Textile factories in the US have almost wholly closed down because they are unable to compete with low cost production from developing countries like China and India. The wages of an unskilled worker in the US are about Rs 4,000 per day at present. The corresponding wage in India is Rs 150 per day. Both are moving towards a common middle level of, say, Rs 250. Wages in developing countries are moving upward. The upward movement is small but the numbers involved is large hence the total impact may be somewhat similar.
Another argument in favor of decline in sensex is that the share of developed countries in the world income is about 80 percent. Recession in this huge area will impact the developing countries just like a flood uproots the small plants in the garden. Some adverse impact on India cannot be denied.
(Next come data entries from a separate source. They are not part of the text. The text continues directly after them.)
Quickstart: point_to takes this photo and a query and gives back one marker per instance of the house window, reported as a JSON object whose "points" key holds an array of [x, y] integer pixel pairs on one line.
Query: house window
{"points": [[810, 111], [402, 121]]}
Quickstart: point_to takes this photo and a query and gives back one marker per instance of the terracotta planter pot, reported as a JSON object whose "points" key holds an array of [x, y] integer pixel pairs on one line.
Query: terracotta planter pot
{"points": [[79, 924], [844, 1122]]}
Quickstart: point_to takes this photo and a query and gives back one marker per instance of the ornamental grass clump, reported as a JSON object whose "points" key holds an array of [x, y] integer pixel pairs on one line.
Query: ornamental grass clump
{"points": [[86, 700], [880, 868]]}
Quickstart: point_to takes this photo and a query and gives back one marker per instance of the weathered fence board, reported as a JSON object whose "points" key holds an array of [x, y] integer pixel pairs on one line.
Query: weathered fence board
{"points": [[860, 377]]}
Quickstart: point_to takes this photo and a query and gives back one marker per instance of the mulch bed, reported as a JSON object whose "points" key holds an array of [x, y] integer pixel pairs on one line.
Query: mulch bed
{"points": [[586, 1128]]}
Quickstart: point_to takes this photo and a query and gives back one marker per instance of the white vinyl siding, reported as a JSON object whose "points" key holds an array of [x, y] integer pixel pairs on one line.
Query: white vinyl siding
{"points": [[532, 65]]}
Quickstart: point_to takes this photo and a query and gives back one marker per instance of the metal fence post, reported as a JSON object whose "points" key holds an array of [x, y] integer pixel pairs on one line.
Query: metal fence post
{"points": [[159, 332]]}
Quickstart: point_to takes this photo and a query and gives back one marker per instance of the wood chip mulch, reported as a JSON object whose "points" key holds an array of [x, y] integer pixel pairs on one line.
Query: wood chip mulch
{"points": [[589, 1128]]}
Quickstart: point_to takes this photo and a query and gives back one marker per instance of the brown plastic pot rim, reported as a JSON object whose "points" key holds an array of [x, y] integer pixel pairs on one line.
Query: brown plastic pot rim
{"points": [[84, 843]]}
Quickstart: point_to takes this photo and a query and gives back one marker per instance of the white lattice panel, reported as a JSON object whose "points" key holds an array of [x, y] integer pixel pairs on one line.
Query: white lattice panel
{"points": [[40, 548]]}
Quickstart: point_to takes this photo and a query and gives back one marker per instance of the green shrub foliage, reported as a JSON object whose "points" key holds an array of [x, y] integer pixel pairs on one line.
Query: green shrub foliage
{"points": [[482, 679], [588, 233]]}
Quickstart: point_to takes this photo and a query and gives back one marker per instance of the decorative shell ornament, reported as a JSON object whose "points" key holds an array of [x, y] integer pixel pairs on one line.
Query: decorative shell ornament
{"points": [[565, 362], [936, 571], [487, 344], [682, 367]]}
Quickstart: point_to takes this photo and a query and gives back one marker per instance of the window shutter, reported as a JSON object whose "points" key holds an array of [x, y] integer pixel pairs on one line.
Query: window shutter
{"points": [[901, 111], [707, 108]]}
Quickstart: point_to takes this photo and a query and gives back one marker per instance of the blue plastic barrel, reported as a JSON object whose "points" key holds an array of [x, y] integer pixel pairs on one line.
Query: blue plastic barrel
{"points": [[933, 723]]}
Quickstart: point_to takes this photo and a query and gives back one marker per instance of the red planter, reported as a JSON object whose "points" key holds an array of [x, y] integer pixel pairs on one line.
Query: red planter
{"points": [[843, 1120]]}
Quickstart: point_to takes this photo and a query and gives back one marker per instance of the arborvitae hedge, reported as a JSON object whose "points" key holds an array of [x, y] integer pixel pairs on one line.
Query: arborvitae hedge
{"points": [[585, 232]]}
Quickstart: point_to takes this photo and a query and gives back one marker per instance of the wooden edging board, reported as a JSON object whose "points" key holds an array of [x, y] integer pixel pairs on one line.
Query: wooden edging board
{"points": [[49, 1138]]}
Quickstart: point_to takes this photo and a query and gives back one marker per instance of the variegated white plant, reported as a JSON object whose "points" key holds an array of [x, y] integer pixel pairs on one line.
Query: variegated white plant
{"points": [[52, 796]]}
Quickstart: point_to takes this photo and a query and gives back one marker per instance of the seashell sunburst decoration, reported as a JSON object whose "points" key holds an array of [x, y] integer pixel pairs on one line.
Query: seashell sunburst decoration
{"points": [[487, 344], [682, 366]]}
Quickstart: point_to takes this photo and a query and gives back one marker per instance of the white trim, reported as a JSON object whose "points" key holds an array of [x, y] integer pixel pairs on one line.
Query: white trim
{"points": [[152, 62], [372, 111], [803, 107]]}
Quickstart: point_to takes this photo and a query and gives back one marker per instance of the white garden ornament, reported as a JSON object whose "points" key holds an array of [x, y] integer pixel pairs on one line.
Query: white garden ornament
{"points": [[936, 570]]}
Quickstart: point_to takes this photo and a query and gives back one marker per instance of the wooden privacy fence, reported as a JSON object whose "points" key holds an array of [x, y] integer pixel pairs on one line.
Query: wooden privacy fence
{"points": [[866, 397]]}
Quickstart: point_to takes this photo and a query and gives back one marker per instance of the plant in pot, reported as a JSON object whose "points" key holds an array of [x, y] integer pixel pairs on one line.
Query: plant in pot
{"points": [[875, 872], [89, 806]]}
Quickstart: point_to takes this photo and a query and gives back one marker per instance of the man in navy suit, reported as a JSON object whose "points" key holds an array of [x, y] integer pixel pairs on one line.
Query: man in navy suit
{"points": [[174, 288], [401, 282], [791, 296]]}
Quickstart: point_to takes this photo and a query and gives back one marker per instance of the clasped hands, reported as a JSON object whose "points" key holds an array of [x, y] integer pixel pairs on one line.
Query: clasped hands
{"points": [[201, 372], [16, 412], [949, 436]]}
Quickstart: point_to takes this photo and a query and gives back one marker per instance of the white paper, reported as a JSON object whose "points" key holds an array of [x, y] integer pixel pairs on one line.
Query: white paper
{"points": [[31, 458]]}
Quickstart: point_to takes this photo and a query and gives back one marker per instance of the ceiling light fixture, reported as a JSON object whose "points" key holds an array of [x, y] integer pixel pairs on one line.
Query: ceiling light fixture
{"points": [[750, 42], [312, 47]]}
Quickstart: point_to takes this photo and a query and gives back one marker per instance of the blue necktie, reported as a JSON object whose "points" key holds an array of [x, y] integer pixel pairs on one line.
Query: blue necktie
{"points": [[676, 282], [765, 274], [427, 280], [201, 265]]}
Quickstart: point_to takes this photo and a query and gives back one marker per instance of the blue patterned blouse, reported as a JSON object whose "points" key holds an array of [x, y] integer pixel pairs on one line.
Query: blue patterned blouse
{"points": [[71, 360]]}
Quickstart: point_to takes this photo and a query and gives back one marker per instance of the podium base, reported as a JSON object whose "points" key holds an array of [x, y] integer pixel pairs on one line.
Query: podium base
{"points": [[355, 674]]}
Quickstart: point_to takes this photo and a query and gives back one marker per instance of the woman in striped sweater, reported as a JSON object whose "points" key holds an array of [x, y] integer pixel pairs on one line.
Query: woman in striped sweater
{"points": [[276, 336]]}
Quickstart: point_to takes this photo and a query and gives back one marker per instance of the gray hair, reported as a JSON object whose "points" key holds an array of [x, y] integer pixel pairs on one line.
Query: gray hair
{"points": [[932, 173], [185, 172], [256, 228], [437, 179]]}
However, the depth of this impact will depend upon the rate of growth of new markets.
The share of the developed countries will speedily contract while that of the developing countries will rise. India and China accounted for nearly one-half of the world income in the seventeenth century. Now the reverse is happening. The present crisis in America may see speeding of this trend. The development of new markets may compensate for the losses in US markets. Indications of opposite effects of the slowdown on US and India are available. Businesses are moving from America to developing countries. Manufacture of cars has largely shifted and that of textiles, shoes and toys almost wholly so. Banking and finance is also moving. Jobs are being cut in the developed countries while new appointments are being made in India.
This is sufficient indication that the decline of the US is more in the nature of readjustment of the global economy and is not an indicator of an all-pervasive decline. Indian share markets are impacted in two contrary ways by the decline of United States. The immediate impact is negative. India will emerge as a desired destination. The rupee is rising which means that global investors would be well advised to sell dollar-denominated stocks and buy rupee-denominated stocks. The remittance by American banks should be assessed in this backdrop. It may take some time for the new inflows into the Indian economy to establish but it is likely to happen. The Sensex will rebound slowly but surely.